Une demande d’eau potable formulée par les instituteurs en 1855 nous montre incidemment que la captation de la Nouvelle Fontaine laissait à désirer. II se mêlait à ses eaux, à l’occasion, celles du bief du Moulin Vieux passant au ­dessus, au pied de l’église, entraînant une pollution par le fait des routoirs aménagés aux sources du Talançon, en d’autres termes la liqueur nauséabonde provenant de la pourriture du chanvre.

Accessoirement une petite borne fontaine fut installée vers 1930 devant la boucherie, récupérant l’eau sous-jacente piégée par la fosse de l’ancienne bascule laquelle avait fonc­tionné sur la place de l’église, vers le Monument commé­moratif actuel, jusqu’en 1921. Cette fontanette, distillant des eaux à tous le moins imprégnées du souvenir des morts du vieux cimetière, n’eut qu’un temps de service très limité. La Fontaine des Trois Pigeons : c’est l’une des quatre fontaines que mentionne M.-C. GUIGUE pour le village en 1859. Elle ne peut correspondre qu’à celle disparue depuis, qui s’écoulait dans le ruisseau, sensiblement en face du magasin de M. MOREL, vers le point où est à présent la borne d’incendie. Elle coulait donc, à côté d’une verdoyante cressonnière à une époque où l’urbanisation n’avait pas encore supprimé totalement le caractère très campagnard de notre « centre-ville », à partir d’une source qui se trouvait un peu en amont de l’autre côté de la rue, en bordure de la voie publique.

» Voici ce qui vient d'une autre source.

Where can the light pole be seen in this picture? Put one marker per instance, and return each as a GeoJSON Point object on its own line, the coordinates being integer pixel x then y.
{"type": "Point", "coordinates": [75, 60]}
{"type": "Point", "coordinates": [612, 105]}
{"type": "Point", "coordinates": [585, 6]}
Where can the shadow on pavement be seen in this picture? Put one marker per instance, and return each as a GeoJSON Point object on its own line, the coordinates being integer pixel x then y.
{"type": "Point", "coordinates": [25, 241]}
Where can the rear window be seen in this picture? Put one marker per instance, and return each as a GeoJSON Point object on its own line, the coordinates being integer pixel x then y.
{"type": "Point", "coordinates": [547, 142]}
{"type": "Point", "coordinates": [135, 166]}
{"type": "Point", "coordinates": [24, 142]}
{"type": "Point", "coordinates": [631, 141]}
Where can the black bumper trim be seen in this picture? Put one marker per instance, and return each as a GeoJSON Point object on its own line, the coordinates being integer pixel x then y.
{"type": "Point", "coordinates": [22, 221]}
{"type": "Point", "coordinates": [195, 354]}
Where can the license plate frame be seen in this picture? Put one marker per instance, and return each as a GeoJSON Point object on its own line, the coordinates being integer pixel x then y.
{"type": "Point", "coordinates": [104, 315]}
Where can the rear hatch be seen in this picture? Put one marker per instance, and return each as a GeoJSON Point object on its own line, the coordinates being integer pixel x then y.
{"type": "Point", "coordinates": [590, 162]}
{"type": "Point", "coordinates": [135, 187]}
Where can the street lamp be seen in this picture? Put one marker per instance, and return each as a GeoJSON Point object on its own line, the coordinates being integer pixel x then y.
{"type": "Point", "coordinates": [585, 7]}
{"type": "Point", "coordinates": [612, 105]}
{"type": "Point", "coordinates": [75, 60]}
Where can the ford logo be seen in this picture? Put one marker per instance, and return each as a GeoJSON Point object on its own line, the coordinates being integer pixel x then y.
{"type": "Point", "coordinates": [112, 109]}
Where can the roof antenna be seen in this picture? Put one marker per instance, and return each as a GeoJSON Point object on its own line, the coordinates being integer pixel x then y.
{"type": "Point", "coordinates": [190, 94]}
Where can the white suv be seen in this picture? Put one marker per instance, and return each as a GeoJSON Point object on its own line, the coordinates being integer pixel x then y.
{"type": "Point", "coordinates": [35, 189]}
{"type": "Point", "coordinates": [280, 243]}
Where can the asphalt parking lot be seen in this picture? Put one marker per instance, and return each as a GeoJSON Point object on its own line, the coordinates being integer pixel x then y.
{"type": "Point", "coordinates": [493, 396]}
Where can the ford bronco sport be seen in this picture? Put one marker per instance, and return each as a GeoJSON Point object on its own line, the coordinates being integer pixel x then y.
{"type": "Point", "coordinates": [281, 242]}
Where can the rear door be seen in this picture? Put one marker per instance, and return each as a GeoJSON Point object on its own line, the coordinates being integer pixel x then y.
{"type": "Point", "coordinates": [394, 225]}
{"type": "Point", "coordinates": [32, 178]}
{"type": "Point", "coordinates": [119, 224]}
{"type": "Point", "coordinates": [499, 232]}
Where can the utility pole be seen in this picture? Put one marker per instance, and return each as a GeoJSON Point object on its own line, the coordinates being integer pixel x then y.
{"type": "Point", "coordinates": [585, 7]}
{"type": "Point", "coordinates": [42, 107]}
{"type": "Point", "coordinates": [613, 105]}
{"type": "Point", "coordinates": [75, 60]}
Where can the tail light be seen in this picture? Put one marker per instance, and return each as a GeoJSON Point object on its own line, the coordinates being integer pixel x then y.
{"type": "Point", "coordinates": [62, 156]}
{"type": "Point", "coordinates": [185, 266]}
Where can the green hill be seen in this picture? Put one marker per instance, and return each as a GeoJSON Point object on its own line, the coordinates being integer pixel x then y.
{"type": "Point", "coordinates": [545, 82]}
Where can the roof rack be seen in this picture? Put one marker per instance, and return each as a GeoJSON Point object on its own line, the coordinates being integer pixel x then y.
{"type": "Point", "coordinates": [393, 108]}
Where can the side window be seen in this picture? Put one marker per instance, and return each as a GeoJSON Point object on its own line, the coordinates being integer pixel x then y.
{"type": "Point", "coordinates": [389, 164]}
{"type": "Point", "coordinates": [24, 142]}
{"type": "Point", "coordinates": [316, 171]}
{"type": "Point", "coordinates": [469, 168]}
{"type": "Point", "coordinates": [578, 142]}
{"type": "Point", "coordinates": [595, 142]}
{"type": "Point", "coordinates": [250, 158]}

Fontanette encore mais intéressante celle-ci par son nom car, à défaut de quelques légende ou tradition locale vala­ble, ce nom est assez bien explicable par la belle auge de marbre blanc que l’on appelait familièrement le Bénitier de Pouilleux, à présent retiré de ce lointain hameau et déposé dans l’église de Pérouges, sur le flanc droit de la nef. En effet, ce bassin, qui évoque un sarcophage et remonte au Ve siè­cle, s’orne sur le devant de la figuration de quatre colom­bes dont en fait trois seulement sont assez bien conservées et reconnaissables.

L:auge aurait été découverte à Pouilleux… Et pourquoi pas redécouverte, comme le fut la source du vallon, après une période d’oubli et avoir été initialement transportée depuis Reyrieux pour servir d’abreuvoir pour le bétail ?

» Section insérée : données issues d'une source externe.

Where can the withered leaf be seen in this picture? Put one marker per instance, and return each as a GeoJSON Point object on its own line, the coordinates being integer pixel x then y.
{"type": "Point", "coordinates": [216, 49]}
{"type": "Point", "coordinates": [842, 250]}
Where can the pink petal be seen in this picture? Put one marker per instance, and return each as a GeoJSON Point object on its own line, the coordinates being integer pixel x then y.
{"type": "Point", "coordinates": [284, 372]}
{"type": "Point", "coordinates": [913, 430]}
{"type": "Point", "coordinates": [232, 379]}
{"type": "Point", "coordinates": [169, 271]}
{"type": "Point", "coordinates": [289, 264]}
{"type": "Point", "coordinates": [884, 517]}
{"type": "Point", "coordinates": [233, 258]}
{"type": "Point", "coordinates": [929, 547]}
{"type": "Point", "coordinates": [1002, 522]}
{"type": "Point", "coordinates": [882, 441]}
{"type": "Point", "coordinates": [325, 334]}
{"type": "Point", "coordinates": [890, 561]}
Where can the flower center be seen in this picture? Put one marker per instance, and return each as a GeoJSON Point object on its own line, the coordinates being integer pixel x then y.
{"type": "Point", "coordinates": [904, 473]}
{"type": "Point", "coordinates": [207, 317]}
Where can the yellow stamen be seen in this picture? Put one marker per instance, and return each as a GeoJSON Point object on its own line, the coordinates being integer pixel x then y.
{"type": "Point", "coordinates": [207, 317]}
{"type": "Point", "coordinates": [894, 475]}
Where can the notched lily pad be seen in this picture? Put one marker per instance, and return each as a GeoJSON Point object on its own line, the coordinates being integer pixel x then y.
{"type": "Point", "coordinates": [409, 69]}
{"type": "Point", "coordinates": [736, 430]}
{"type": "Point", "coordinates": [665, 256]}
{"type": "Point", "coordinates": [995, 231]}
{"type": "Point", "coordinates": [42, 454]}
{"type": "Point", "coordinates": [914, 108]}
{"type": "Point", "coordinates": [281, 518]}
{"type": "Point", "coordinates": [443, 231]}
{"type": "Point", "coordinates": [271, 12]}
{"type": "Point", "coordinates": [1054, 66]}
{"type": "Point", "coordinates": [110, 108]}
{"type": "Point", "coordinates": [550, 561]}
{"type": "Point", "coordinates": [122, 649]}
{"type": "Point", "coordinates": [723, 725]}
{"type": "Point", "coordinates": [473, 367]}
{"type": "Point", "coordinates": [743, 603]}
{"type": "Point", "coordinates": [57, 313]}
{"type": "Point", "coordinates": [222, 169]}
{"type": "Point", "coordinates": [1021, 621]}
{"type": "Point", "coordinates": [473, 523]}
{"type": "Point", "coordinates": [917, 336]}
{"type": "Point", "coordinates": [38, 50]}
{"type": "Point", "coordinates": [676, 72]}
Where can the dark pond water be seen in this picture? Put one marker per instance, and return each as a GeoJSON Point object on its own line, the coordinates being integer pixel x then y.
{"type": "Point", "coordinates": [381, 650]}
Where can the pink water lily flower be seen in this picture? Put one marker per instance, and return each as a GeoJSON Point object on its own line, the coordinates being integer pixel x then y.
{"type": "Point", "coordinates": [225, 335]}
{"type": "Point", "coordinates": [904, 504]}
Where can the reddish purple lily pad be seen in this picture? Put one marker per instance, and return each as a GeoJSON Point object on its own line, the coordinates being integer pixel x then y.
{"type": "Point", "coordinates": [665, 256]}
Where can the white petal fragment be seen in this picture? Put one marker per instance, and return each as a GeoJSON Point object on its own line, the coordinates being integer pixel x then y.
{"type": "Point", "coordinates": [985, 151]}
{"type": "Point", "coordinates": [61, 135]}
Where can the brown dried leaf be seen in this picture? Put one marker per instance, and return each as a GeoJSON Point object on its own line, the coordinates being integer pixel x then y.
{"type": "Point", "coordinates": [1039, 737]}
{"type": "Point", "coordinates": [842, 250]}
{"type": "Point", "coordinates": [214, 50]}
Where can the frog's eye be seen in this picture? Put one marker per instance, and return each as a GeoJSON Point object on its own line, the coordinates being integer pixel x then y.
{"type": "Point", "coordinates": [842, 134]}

Une telle possibilité s’accordait très bien avec le nom imagé et significatif donné à la fontaine où ce pittoresque « bachat » aurait eu autrefois, sous l’Ancien régime, sa place toute indiquée.

Je m’appuie pour cette présomption sur la remarque sui­vante : s’il est assez normal et même logique de rencontrer sur le territoire de Reyrieux, fortement marqué par l’épo­que romaine un important vestige lithique paléochrétien, la probabilité par contre devient infime pour ne pas dire inexistante, à propos de l’ancien domaine foncier, également gallo-romain du plateau qui est marqué, quant à lui, par ce nom de Pauliacum sous entendu très probable, médio­cre valeur, faible revenu, en un site qualifié encore au XVIIIe siècle, il n’y a donc pas si longtemps, de mauvais terrain aride.